The only shop they both liked was at the end of the row, a tiny bookstore called BookEnds, owned by Mr. Enderby, a mouse of a man who could have sat comfortably on a thimble, but who was usually sitting on a ladder-back chair behind his counter doing his “accounts.” He wore round frameless glasses and a green eyeshade, although the shop was full of shadows and lit only by a few metal-shrouded incandescent bulbs. Mr. Enderby was unfailingly polite and
soft-spoken and very honest in his pricing.
“Much too modest,” Trueblood would say as he plunked down one thing after another from the floor above, where Mr. Enderby displayed a wonderful collection of Minton blue china, Wedgewood, and pressed glass; and unusual objects such as a marble egg with a strange, suffused inner glow for which Trueblood had offered a hundred pounds. Mr. Enderby objected. “Oh, my, no, that’s much too much.”

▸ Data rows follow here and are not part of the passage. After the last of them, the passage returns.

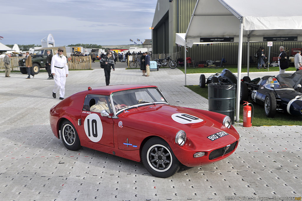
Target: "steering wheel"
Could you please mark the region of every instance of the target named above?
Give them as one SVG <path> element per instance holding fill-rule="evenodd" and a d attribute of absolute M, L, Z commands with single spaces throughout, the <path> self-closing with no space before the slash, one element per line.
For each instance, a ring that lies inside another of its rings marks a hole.
<path fill-rule="evenodd" d="M 288 85 L 287 85 L 287 84 L 281 84 L 281 85 L 280 85 L 280 86 L 278 86 L 278 88 L 277 88 L 277 89 L 279 89 L 279 88 L 280 88 L 280 87 L 281 87 L 281 86 L 288 86 L 288 87 L 289 87 L 289 86 L 288 86 Z"/>

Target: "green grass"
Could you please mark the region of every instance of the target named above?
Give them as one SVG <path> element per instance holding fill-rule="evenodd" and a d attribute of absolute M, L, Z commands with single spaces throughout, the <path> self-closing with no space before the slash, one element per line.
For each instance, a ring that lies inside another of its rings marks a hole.
<path fill-rule="evenodd" d="M 194 92 L 208 99 L 208 88 L 207 86 L 203 88 L 201 88 L 198 85 L 190 85 L 186 86 Z M 252 104 L 254 107 L 254 116 L 252 122 L 253 126 L 302 125 L 302 117 L 292 116 L 287 112 L 277 112 L 274 118 L 269 118 L 265 115 L 263 106 L 259 105 L 251 100 L 249 100 L 249 102 Z M 241 105 L 239 112 L 239 118 L 240 122 L 243 122 L 243 105 Z"/>
<path fill-rule="evenodd" d="M 217 72 L 221 72 L 223 69 L 227 68 L 231 71 L 233 73 L 237 73 L 237 66 L 236 65 L 225 65 L 223 67 L 205 67 L 204 68 L 193 68 L 193 67 L 187 67 L 187 74 L 193 73 L 215 73 Z M 185 73 L 185 67 L 178 66 L 177 68 L 182 71 Z M 286 70 L 286 71 L 291 70 L 296 71 L 296 68 L 294 67 L 290 67 Z M 251 65 L 249 66 L 249 72 L 267 72 L 268 69 L 265 69 L 261 68 L 260 69 L 257 69 L 257 66 L 255 65 Z M 279 67 L 269 67 L 269 71 L 278 71 Z M 241 72 L 246 73 L 247 72 L 247 67 L 242 66 L 241 67 Z"/>

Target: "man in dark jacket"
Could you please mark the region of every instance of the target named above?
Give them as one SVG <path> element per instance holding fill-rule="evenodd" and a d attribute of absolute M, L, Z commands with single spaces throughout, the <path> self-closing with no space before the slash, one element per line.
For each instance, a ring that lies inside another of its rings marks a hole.
<path fill-rule="evenodd" d="M 53 55 L 50 53 L 50 50 L 47 50 L 46 51 L 47 53 L 47 58 L 46 58 L 46 71 L 48 73 L 48 78 L 47 79 L 53 79 L 53 76 L 51 74 L 50 72 L 50 65 L 51 65 L 51 59 L 53 58 Z"/>
<path fill-rule="evenodd" d="M 106 55 L 105 57 L 102 58 L 102 59 L 100 61 L 101 67 L 104 69 L 106 86 L 109 85 L 110 82 L 110 72 L 111 71 L 111 66 L 113 71 L 114 71 L 114 62 L 110 58 L 112 56 L 112 53 L 110 51 L 108 51 L 106 53 Z"/>
<path fill-rule="evenodd" d="M 279 74 L 285 73 L 285 70 L 288 68 L 287 54 L 284 51 L 284 47 L 281 46 L 279 48 L 280 54 L 278 57 L 278 63 L 279 64 Z"/>

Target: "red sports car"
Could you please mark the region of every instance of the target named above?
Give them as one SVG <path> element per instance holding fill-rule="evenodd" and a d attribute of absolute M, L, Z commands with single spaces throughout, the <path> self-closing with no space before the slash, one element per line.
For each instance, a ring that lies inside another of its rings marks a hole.
<path fill-rule="evenodd" d="M 230 156 L 238 133 L 227 116 L 170 105 L 156 86 L 106 86 L 79 92 L 50 109 L 53 132 L 68 149 L 83 146 L 143 162 L 156 177 Z"/>

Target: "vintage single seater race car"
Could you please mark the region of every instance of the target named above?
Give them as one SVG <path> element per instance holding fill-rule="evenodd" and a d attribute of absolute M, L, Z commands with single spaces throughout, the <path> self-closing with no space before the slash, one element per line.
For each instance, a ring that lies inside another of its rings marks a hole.
<path fill-rule="evenodd" d="M 203 74 L 201 75 L 199 77 L 199 86 L 201 88 L 204 88 L 206 84 L 219 82 L 236 84 L 237 77 L 226 68 L 223 70 L 221 72 L 217 73 L 207 78 Z"/>
<path fill-rule="evenodd" d="M 295 90 L 290 83 L 275 76 L 266 76 L 252 80 L 244 77 L 241 83 L 240 101 L 250 99 L 264 105 L 266 116 L 273 117 L 276 111 L 302 116 L 302 93 Z M 300 88 L 298 84 L 297 87 Z"/>
<path fill-rule="evenodd" d="M 68 149 L 82 146 L 142 162 L 156 177 L 230 156 L 239 136 L 226 115 L 170 105 L 156 86 L 101 86 L 50 109 L 50 125 Z"/>

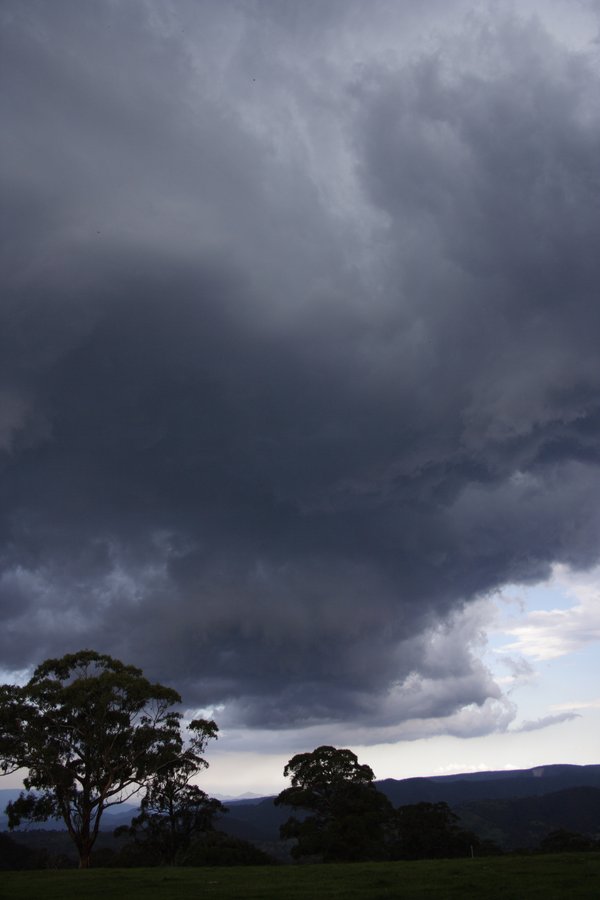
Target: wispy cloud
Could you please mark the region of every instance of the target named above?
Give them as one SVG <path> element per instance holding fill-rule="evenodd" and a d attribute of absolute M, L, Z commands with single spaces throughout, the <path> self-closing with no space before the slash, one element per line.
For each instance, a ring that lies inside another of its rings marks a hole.
<path fill-rule="evenodd" d="M 502 647 L 503 652 L 543 661 L 576 653 L 600 641 L 600 569 L 575 573 L 565 566 L 555 566 L 546 587 L 560 587 L 576 602 L 567 609 L 526 612 L 517 624 L 503 629 L 514 638 Z"/>

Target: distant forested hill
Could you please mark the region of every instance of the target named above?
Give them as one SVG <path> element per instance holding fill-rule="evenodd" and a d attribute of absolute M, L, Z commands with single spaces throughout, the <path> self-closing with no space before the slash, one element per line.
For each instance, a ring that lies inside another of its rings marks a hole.
<path fill-rule="evenodd" d="M 388 778 L 377 782 L 377 787 L 394 806 L 421 801 L 448 803 L 464 827 L 505 849 L 537 846 L 550 831 L 560 828 L 600 837 L 600 765 Z M 17 794 L 18 791 L 0 791 L 0 830 L 7 827 L 4 807 Z M 273 799 L 228 801 L 229 811 L 219 819 L 217 827 L 257 844 L 275 842 L 279 839 L 279 826 L 291 810 L 274 806 Z M 115 807 L 113 815 L 107 815 L 103 821 L 104 830 L 111 831 L 134 814 L 133 807 Z M 61 826 L 49 823 L 38 827 Z"/>

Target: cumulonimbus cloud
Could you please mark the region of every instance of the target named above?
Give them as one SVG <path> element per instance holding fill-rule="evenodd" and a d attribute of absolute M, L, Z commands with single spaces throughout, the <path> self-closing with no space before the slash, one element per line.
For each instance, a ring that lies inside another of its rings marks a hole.
<path fill-rule="evenodd" d="M 411 8 L 411 54 L 325 7 L 4 5 L 0 661 L 506 727 L 448 635 L 598 556 L 598 74 L 526 13 Z"/>

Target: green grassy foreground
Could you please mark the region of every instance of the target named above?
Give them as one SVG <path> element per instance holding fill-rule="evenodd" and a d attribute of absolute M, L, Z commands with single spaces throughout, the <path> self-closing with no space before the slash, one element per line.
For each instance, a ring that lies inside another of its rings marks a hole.
<path fill-rule="evenodd" d="M 3 872 L 1 900 L 576 900 L 600 897 L 600 854 L 350 865 Z"/>

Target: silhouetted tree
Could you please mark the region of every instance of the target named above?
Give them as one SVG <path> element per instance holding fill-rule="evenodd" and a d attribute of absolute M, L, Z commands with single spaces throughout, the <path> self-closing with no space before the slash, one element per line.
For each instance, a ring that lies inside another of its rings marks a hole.
<path fill-rule="evenodd" d="M 62 819 L 90 865 L 103 812 L 186 759 L 181 698 L 134 666 L 92 650 L 49 659 L 29 682 L 0 687 L 0 769 L 27 769 L 27 793 L 9 803 L 9 827 L 22 819 Z M 194 741 L 216 735 L 214 722 L 192 723 Z"/>
<path fill-rule="evenodd" d="M 294 756 L 284 768 L 292 785 L 275 799 L 304 813 L 280 829 L 296 839 L 295 857 L 323 860 L 381 859 L 386 856 L 386 829 L 392 806 L 373 784 L 373 771 L 351 750 L 318 747 Z"/>
<path fill-rule="evenodd" d="M 441 859 L 468 856 L 472 851 L 497 852 L 459 825 L 447 803 L 414 803 L 400 806 L 394 816 L 394 859 Z"/>

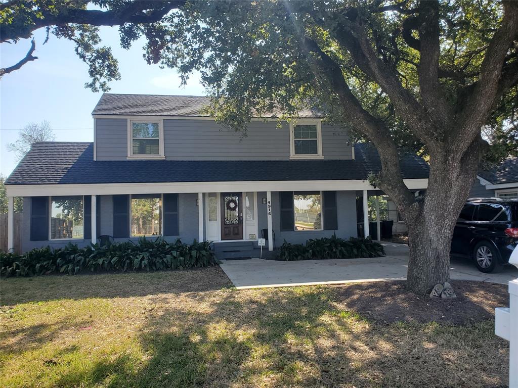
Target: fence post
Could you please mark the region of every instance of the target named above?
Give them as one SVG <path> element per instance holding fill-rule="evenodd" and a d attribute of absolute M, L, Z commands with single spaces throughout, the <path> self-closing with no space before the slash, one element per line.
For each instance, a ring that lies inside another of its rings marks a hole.
<path fill-rule="evenodd" d="M 518 268 L 518 247 L 509 263 Z M 509 307 L 495 309 L 495 334 L 509 341 L 509 387 L 518 388 L 518 278 L 509 285 Z"/>

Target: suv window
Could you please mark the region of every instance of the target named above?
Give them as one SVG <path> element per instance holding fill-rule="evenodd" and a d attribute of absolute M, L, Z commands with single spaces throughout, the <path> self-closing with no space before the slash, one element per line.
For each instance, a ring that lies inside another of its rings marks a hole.
<path fill-rule="evenodd" d="M 507 221 L 507 214 L 501 205 L 481 203 L 476 219 L 477 221 Z"/>
<path fill-rule="evenodd" d="M 473 218 L 473 211 L 475 210 L 476 205 L 470 203 L 464 205 L 464 207 L 461 211 L 461 214 L 458 216 L 458 221 L 471 221 Z"/>

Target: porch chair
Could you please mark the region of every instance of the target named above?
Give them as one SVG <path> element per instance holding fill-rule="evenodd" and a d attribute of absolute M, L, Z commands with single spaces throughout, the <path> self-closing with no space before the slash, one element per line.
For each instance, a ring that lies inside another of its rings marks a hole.
<path fill-rule="evenodd" d="M 103 234 L 97 237 L 97 241 L 99 242 L 99 246 L 105 246 L 105 245 L 111 245 L 115 242 L 112 236 L 108 234 Z"/>
<path fill-rule="evenodd" d="M 271 239 L 274 243 L 274 249 L 275 249 L 275 231 L 271 231 L 271 234 L 272 238 Z M 261 231 L 261 238 L 265 238 L 267 241 L 268 241 L 268 229 L 262 229 Z"/>

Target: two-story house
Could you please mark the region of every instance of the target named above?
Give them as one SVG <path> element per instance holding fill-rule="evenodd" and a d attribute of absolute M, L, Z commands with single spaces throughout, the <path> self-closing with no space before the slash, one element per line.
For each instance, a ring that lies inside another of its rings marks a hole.
<path fill-rule="evenodd" d="M 365 214 L 376 189 L 367 177 L 380 169 L 373 147 L 311 109 L 280 126 L 274 114 L 254 118 L 243 137 L 202 114 L 208 102 L 105 94 L 93 143 L 34 144 L 6 182 L 10 204 L 24 198 L 22 250 L 99 235 L 250 246 L 263 235 L 278 245 L 356 236 L 357 198 Z M 401 168 L 409 188 L 426 188 L 425 162 L 405 155 Z"/>

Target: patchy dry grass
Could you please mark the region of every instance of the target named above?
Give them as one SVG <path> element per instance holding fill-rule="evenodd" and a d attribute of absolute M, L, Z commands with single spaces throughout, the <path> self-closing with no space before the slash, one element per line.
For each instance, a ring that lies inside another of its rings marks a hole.
<path fill-rule="evenodd" d="M 230 286 L 218 267 L 3 279 L 2 385 L 506 386 L 492 321 L 383 324 L 340 287 Z"/>

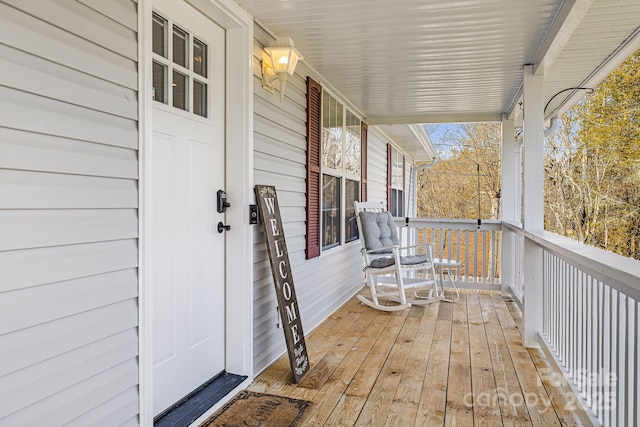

“Mr. Enderby, I deal in antiques. I know what things are worth.”
“Well, sir, I don’t want to cheat my customers.”
A laugh from Trueblood. “Then you’re running with the wrong crowd, Enderby.” Here a nod toward the shops up the street.
As Trueblood loved the first floor, Melrose loved the downstairs, where he would sit on a stool and leaf through featherweight pages of an old Robert Louis Stevenson volume, or a fifty-pence paperback of Raymond Chandler. But he especially liked the long table back by leaded glass windows on which sat boxes of photographs and a stereopticon.
While Melrose slid brown and cream photos into this museum piece (wondering whose little dog this was and by what sea these arm-linked young women stood in bathing costumes), Trueblood floated about upstairs like a bat looking for God knew what but always finding something rather remarkable which he would bring down and argue up the price. A miniature dollhouse (if dollhouses could be said to be miniaturized) complete with tiny bits of furniture and family, including a black dog not much bigger than a cinder; or a child’s delicate tea service of very thin china that Trueblood thought was Belleek, ancient. When he paid 500 for the dollhouse and 150 for the tea set, Mr. Enderby pointed out once again that the provenance was uncertain. The china was unstamped and undated.
“You put too low a price on things, Enderby,” argued Trueblood, who would never agree that he was overpaying, not even to Melrose.